All public companies, companies limited by guarantee and large proprietary companies are obligated to comply with s 319(1). Certain small companies must also lodge their financial reports and statements with ASIC, including small proprietary companies that are foreign-controlled, or those small companies and proprietary companies that are directed by their shareholders or ASIC to prepare a report.
Failure to comply with s 319(1) of the Corporations Act is a criminal charge. It is also an offence of strict liability meaning that a company will be convicted even though it was genuinely ignorant of the factors making their act or omission a criminal offence.
A disclosing entity or registered scheme must lodge their annual report within 3 months after the end of the financial year, whilst a company must lodge their report with ASIC within 4 months.
Even if a company has not made a profit or traded during the financial year, a financial report is still required to be lodged.
A company's financial reports should be completed and lodged with a copy of Form 388 Copy of financial statements and reports, unless the company lodges its financial statements and reports with the ASX. A different form (Form 405) should be used for any entity that is a registered foreign company.
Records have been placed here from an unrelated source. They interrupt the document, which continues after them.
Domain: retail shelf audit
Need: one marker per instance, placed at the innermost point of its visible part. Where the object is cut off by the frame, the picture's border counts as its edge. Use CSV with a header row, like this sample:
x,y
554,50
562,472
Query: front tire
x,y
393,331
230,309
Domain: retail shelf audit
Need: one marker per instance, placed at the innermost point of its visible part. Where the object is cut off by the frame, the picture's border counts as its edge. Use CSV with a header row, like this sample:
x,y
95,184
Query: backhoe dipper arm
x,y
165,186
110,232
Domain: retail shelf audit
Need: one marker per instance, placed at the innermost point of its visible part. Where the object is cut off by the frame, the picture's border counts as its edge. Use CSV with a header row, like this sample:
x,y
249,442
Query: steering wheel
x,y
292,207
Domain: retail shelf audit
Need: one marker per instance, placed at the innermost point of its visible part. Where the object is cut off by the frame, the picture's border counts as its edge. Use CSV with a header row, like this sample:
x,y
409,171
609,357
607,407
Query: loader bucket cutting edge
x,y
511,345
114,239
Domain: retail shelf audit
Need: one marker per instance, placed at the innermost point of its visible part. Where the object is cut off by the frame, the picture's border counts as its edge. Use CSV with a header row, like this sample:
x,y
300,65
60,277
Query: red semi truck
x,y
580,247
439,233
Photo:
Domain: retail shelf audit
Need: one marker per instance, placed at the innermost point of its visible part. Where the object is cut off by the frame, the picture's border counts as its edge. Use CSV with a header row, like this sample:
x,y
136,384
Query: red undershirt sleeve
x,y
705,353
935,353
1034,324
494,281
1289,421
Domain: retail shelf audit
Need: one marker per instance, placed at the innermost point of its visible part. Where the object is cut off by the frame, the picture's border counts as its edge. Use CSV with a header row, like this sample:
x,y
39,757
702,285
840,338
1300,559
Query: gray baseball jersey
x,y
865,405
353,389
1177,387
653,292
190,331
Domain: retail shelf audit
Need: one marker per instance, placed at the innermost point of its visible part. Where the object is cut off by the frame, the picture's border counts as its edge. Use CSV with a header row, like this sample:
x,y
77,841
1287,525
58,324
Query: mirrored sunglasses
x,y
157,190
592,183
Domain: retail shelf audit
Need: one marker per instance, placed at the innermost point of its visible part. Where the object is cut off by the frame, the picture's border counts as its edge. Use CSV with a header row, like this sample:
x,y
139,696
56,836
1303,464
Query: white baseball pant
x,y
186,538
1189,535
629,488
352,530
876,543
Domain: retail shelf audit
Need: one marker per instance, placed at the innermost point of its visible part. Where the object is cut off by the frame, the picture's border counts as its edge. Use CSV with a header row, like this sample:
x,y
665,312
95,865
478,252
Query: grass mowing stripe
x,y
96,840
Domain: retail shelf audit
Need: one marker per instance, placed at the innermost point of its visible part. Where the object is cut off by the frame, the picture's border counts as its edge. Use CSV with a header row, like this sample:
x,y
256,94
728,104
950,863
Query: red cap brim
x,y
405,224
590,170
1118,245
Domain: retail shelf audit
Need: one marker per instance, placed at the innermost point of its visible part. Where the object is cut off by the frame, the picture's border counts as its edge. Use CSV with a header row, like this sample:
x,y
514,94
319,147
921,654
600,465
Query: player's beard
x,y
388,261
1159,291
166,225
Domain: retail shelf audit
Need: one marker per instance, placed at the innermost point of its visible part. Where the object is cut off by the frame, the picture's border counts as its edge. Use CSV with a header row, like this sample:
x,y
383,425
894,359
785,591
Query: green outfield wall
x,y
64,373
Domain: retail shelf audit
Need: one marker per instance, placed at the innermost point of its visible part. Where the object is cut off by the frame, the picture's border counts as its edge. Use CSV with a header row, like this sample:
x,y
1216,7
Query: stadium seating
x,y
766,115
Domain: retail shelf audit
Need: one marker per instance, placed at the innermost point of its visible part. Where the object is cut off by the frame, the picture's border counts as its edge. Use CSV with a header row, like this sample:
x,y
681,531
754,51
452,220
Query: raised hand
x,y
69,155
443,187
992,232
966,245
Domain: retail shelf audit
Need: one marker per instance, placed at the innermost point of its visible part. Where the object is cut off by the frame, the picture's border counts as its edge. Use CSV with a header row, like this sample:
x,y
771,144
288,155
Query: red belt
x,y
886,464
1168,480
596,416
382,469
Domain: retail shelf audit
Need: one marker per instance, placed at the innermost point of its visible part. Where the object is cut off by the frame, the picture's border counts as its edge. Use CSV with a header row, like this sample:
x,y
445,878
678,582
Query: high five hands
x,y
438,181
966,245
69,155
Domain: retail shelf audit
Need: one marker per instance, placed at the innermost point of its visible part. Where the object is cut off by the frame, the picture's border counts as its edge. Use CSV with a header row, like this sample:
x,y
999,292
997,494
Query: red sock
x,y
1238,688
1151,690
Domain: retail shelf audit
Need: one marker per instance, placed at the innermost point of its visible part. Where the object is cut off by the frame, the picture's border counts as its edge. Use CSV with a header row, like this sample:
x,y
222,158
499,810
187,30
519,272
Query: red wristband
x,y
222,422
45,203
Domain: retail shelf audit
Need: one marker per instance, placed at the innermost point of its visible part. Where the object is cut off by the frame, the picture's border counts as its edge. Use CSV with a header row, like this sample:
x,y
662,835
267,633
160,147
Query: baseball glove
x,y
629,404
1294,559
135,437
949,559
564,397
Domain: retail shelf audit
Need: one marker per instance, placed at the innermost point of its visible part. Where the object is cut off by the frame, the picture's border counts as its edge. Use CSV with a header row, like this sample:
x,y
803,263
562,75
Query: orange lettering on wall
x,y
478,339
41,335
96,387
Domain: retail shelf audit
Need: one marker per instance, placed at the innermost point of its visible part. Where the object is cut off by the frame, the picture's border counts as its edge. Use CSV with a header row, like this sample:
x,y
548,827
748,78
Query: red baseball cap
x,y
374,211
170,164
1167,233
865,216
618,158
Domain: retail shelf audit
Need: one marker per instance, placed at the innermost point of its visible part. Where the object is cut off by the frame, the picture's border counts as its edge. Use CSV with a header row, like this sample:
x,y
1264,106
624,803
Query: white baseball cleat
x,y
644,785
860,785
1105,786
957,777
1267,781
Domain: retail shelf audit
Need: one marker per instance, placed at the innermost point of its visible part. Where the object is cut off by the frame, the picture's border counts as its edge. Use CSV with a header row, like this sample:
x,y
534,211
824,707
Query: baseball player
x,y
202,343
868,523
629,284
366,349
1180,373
The financial reports and statements supplied must comply with Australian Accounting Standards. Under the Act, the components of a financial report include:
- a statement of financial position as at the end of the year
- a statement of comprehensive income for the year
- a statement of cash flows for the year
- a statement of changes in equity
- consolidated financial statements
- notes to financial statements
- directors' declaration that the financial statements: comply with accounting standards, have been made in accordance with the act, give a true and fair view of the company/scheme/entity, and there are reasonable grounds to believe the company/scheme/entity will be able to pay its debts)
- a directors' report
- an auditor's report.
It is therefore important that all entities, companies and schemes are aware of their reporting obligations to ASIC. Whilst this requirement may be easy to overlook, failure to lodge annual financial reports may result in a company facing criminal charges.